World’s largest chiton (Cryptochiton stelleri) is an inefficient thermoregulator

Lily C. McIntire*, Paul E. Bourdeau

Department of Biological Sciences, Humboldt State University, Arcata, CA 95521, USA and Telonicher Marine Laboratory, 570 Ewing Street, Trinidad, CA 95570, USA
*Corresponding author:

ABSTRACT: Rocky intertidal zones are some of the most thermally stressful environments on earth, where ectotherms deal with tidally driven fluctuations in air and water temperatures that can exceed their maximum thermal tolerance. However, not all intertidal ectotherms face the same exposure risk. In northern regions of the eastern Pacific, summertime low tides occur during midday, exposing ectotherms to potentially stressful temperatures, whereas cooler pre-dawn low tides in southern regions buffer ectotherms from thermal stress.
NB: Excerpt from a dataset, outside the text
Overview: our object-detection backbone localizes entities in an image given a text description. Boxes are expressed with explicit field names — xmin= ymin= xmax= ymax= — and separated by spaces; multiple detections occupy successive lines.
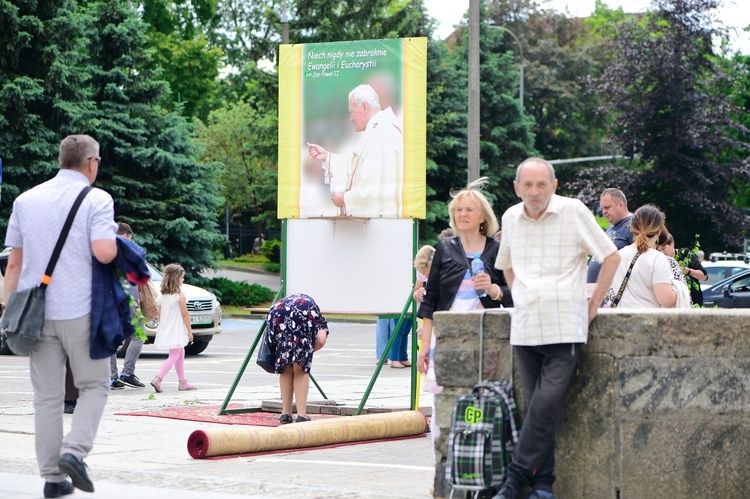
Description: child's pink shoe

Gumboot chitons Cryptochiton stelleri are thermally sensitive intertidal grazers that range from southern California to Alaska, exposing them to a mosaic of thermal stresses. We quantified chiton thermal performance limits in the laboratory by testing the effects of elevated air and water temperatures on grazing. We also compared the thermoregulation efficiency of chitons from thermally benign northern California sites with those from thermally stressful San Juan Island, Washington sites, using 3 components: (1) biomimetic thermal models deployed intertidally, (2) chiton body temperatures in the field, and (3) chiton thermal preference in a laboratory-based thermal gradient. We found that chiton grazing performance was greatly reduced at 18°C in water, and they reached their grazing performance limit after exposure to 20°C in air, confirming previous work documenting thermal limits on chiton respiration. Chitons preferred body temperatures within 3°C of their thermal performance limits, but they rarely achieved body temperatures that would maximize grazing in the field. This suggests that chitons are not thermoregulating efficiently with respect to maximizing grazing performance, but instead are minimizing exposure to temperatures that would be detrimental to their performance.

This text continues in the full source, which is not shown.